Berlin Mayor Gee Williams said Monday that the stage for the popular Berlin event would be moved in 2016 to allow for more space and to increase visibility for businesses on South Main Street. He said he wanted the musical competition to continue to be a successful event for everyone in town.

“One of the reasons we encourage these events is because they’re definite economic drivers in Berlin,” he said.

Williams said that after speaking with merchants, town officials had agreed to reposition the stage at next year’s Fiddlers Convention so that instead of facing Rayne’s Reef, it would be turned so that it pointed toward Broad Street. The back of the stage will be against the sidewalk in front of Town Center Antiques. Williams said that would provide the artists participating in the plein air competition Paint Berlin more space near the Worcester County Arts Council on Jefferson Street and at the same time would give attendees a better view of Main Street businesses.

Ivy Wells, the town’s economic development director, said the same setup would be tested out when it was used during Octoberfest later this month.

Williams said the new layout was developed after September’s Fiddlers Convention, when several merchants on South Main Street said the stage and barricades surrounding it kept people from seeing or visiting their shops. In addition, he said moving the stage would allow more of the artists participating in Paint Berlin the chance to set up their easels.

“There are multiple reasons,” Williams said. “If they want to get down Jefferson Street, there should be no impediment and when people want to go further south on Main Street it’ll be more obvious.”

Ruth Koontz, owner of Main Street Deli, attended Monday’s town council meeting to request changes for next year’s Fiddlers Convention.

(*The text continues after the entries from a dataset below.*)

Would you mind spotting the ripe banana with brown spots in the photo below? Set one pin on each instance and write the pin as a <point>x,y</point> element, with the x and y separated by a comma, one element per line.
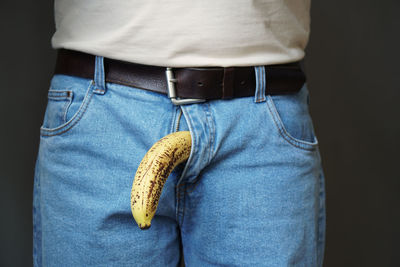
<point>153,171</point>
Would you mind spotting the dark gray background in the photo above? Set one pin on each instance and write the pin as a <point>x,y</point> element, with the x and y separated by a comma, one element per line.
<point>353,75</point>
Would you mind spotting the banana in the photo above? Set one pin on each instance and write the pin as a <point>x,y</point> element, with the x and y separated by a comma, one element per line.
<point>153,171</point>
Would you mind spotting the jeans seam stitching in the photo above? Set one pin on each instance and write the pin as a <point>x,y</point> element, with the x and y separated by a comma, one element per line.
<point>290,140</point>
<point>69,126</point>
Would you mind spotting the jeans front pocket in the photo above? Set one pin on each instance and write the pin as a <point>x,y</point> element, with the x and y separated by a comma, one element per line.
<point>67,100</point>
<point>291,117</point>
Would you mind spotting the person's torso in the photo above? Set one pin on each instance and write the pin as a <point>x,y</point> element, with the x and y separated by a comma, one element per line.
<point>181,33</point>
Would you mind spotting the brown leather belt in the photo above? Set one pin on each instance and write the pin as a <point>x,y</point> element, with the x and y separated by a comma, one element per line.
<point>194,83</point>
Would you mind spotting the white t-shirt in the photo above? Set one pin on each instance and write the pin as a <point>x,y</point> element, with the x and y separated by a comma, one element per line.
<point>183,33</point>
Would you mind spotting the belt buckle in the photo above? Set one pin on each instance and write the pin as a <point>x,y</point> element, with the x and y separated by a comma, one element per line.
<point>171,80</point>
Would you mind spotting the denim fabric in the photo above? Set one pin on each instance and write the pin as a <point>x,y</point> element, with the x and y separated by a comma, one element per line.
<point>251,193</point>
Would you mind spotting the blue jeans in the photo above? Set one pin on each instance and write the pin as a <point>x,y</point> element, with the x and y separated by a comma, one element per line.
<point>251,193</point>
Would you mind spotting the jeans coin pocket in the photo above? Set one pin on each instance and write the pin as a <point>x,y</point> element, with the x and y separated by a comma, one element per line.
<point>291,117</point>
<point>67,100</point>
<point>58,102</point>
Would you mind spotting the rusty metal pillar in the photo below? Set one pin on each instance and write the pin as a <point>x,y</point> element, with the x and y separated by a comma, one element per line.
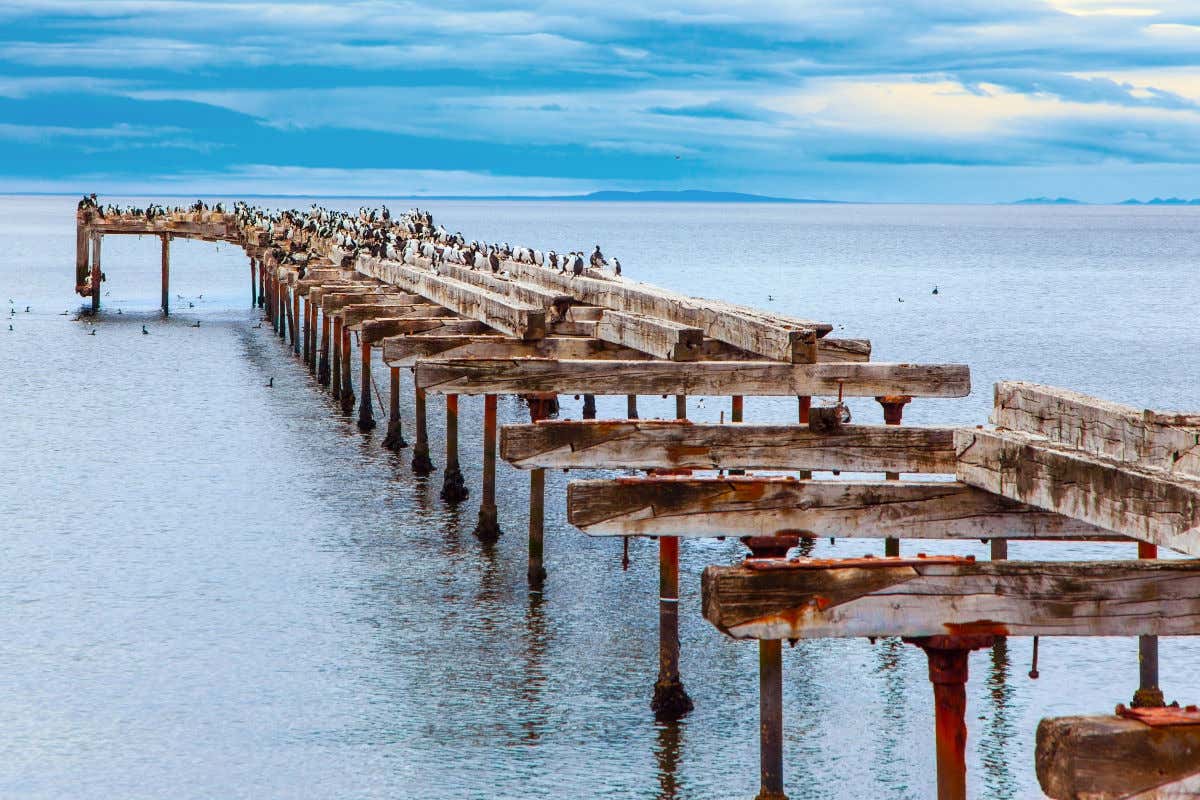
<point>1149,695</point>
<point>366,410</point>
<point>421,462</point>
<point>771,720</point>
<point>454,488</point>
<point>96,275</point>
<point>893,414</point>
<point>489,527</point>
<point>347,395</point>
<point>323,366</point>
<point>166,275</point>
<point>948,673</point>
<point>670,701</point>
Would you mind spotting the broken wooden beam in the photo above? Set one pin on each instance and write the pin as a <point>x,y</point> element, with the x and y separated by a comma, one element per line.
<point>755,378</point>
<point>671,444</point>
<point>1146,504</point>
<point>767,506</point>
<point>802,599</point>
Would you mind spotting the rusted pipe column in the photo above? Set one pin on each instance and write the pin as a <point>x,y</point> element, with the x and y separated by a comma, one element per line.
<point>454,488</point>
<point>893,414</point>
<point>771,720</point>
<point>1149,695</point>
<point>366,410</point>
<point>395,438</point>
<point>323,370</point>
<point>421,462</point>
<point>670,701</point>
<point>96,239</point>
<point>948,673</point>
<point>166,275</point>
<point>489,527</point>
<point>347,396</point>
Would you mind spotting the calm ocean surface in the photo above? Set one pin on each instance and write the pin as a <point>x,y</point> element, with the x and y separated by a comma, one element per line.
<point>215,589</point>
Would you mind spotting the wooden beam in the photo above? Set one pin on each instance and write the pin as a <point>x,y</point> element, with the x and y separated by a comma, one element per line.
<point>405,352</point>
<point>510,317</point>
<point>658,337</point>
<point>678,444</point>
<point>1169,441</point>
<point>755,378</point>
<point>1114,758</point>
<point>766,506</point>
<point>876,597</point>
<point>1147,504</point>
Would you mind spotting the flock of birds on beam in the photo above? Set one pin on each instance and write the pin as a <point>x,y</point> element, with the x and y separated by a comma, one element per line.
<point>408,238</point>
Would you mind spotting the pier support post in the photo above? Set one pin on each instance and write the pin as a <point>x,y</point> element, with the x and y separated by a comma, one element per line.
<point>366,410</point>
<point>347,395</point>
<point>454,488</point>
<point>421,462</point>
<point>96,239</point>
<point>166,275</point>
<point>1149,695</point>
<point>771,720</point>
<point>489,527</point>
<point>670,701</point>
<point>335,384</point>
<point>395,438</point>
<point>893,414</point>
<point>323,368</point>
<point>539,409</point>
<point>948,673</point>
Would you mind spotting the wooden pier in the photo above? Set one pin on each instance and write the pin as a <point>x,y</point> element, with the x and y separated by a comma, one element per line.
<point>469,318</point>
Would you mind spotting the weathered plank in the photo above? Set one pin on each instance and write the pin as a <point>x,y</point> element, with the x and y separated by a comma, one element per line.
<point>1147,504</point>
<point>405,352</point>
<point>772,336</point>
<point>907,597</point>
<point>498,312</point>
<point>1169,441</point>
<point>658,337</point>
<point>1113,758</point>
<point>766,506</point>
<point>755,378</point>
<point>678,444</point>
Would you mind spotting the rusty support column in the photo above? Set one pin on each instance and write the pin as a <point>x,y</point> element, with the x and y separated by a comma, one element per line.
<point>948,673</point>
<point>489,527</point>
<point>893,414</point>
<point>347,396</point>
<point>366,410</point>
<point>454,488</point>
<point>1149,695</point>
<point>323,367</point>
<point>96,239</point>
<point>771,720</point>
<point>421,462</point>
<point>166,275</point>
<point>670,701</point>
<point>395,438</point>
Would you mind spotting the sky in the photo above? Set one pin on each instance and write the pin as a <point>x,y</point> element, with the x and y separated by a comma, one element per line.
<point>850,100</point>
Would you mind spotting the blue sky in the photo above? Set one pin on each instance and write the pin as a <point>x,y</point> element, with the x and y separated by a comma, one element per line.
<point>876,100</point>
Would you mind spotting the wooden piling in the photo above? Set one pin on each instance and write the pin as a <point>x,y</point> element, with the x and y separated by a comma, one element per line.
<point>366,411</point>
<point>489,527</point>
<point>421,462</point>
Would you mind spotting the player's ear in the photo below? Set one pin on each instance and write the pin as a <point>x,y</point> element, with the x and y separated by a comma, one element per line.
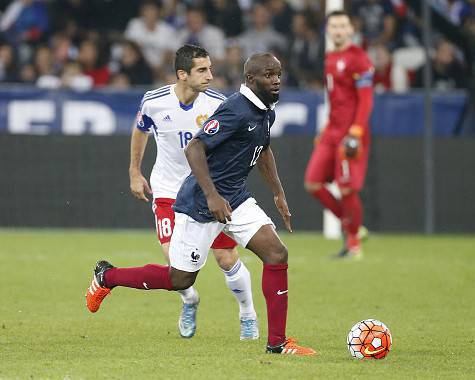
<point>181,74</point>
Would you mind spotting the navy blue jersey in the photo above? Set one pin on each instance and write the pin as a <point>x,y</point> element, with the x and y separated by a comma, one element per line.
<point>234,136</point>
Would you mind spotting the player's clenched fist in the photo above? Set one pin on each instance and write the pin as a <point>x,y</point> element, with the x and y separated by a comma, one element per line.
<point>351,144</point>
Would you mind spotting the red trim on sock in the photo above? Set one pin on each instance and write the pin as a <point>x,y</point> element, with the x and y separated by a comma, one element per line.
<point>151,276</point>
<point>275,289</point>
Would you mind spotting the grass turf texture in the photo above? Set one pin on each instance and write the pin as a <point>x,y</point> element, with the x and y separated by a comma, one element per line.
<point>422,288</point>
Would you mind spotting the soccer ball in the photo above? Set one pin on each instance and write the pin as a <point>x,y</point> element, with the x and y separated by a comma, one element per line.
<point>369,339</point>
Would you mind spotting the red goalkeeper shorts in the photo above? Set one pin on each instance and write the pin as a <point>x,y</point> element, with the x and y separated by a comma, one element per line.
<point>326,164</point>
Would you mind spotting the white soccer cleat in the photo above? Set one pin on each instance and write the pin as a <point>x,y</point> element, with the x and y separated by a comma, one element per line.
<point>187,321</point>
<point>249,329</point>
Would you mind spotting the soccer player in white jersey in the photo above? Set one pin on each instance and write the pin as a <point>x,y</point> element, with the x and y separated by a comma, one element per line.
<point>174,113</point>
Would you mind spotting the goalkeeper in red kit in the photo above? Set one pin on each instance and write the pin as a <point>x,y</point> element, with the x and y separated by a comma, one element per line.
<point>341,151</point>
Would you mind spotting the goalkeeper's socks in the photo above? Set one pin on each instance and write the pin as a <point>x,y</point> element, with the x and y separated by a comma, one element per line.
<point>151,276</point>
<point>352,212</point>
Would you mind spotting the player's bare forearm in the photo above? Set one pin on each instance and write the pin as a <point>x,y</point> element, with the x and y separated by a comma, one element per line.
<point>138,143</point>
<point>195,153</point>
<point>138,184</point>
<point>268,170</point>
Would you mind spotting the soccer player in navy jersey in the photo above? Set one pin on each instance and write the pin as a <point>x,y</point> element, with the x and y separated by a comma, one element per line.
<point>215,199</point>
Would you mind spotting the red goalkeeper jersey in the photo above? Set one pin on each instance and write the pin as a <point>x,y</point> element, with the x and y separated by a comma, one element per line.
<point>349,81</point>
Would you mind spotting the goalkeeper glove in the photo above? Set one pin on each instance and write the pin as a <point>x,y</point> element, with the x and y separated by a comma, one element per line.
<point>351,144</point>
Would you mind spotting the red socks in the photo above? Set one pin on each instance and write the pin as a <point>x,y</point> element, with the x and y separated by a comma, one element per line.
<point>329,201</point>
<point>151,276</point>
<point>352,212</point>
<point>275,289</point>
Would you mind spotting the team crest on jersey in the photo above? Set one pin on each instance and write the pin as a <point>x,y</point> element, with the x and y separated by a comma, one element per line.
<point>200,120</point>
<point>139,119</point>
<point>211,127</point>
<point>340,65</point>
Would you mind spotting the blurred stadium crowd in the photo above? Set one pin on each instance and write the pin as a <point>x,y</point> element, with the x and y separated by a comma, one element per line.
<point>82,44</point>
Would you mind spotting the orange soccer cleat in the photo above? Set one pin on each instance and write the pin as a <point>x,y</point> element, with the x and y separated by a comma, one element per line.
<point>98,291</point>
<point>290,347</point>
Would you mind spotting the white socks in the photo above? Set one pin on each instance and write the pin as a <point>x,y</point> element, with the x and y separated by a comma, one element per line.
<point>238,280</point>
<point>189,295</point>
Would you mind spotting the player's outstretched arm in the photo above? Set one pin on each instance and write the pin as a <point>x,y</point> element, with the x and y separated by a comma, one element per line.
<point>138,184</point>
<point>268,169</point>
<point>195,153</point>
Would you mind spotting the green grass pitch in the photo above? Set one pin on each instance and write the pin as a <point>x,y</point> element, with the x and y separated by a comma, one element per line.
<point>422,288</point>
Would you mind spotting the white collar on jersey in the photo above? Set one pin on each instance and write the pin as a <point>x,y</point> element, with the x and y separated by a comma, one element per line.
<point>247,92</point>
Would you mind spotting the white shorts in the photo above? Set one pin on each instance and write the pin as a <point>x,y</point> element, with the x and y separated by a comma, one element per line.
<point>191,240</point>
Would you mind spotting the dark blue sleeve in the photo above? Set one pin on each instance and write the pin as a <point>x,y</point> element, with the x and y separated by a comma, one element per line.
<point>223,124</point>
<point>144,122</point>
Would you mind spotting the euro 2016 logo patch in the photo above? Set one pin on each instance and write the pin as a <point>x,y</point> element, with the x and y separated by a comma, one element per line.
<point>200,120</point>
<point>139,120</point>
<point>211,127</point>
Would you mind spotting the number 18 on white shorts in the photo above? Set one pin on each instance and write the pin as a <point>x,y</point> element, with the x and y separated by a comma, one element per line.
<point>191,240</point>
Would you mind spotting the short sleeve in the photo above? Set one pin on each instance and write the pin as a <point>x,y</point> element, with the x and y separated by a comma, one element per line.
<point>363,71</point>
<point>143,121</point>
<point>223,124</point>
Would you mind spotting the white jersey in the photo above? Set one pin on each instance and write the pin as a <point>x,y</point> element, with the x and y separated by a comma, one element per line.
<point>173,125</point>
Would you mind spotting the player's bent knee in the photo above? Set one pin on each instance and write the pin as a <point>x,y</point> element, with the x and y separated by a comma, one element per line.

She said the shops on the south end of Main Street did little business during the town’s premier event because attendees didn’t walk past the stage and barricades to get to them. After talking with her fellow shopkeepers, Koontz presented a handful of suggestions that could help address the problem. She said the event’s portable toilets could be moved past the barricades, so attendees would have a reason to go by them, and that vendors could even set up beyond the barriers to spread things out.

Williams praised the ideas and said he wanted everyone in town to work together to make sure events proved successful for everyone. He added that as the town’s schedule of events had increased from two to 36 in recent years minor issues were bound to come up.

“We’re having growing pains,” he said.

Williams encouraged business owners to work with each other, the Berlin Chamber of Commerce and the town’s economic development director to address any future concerns.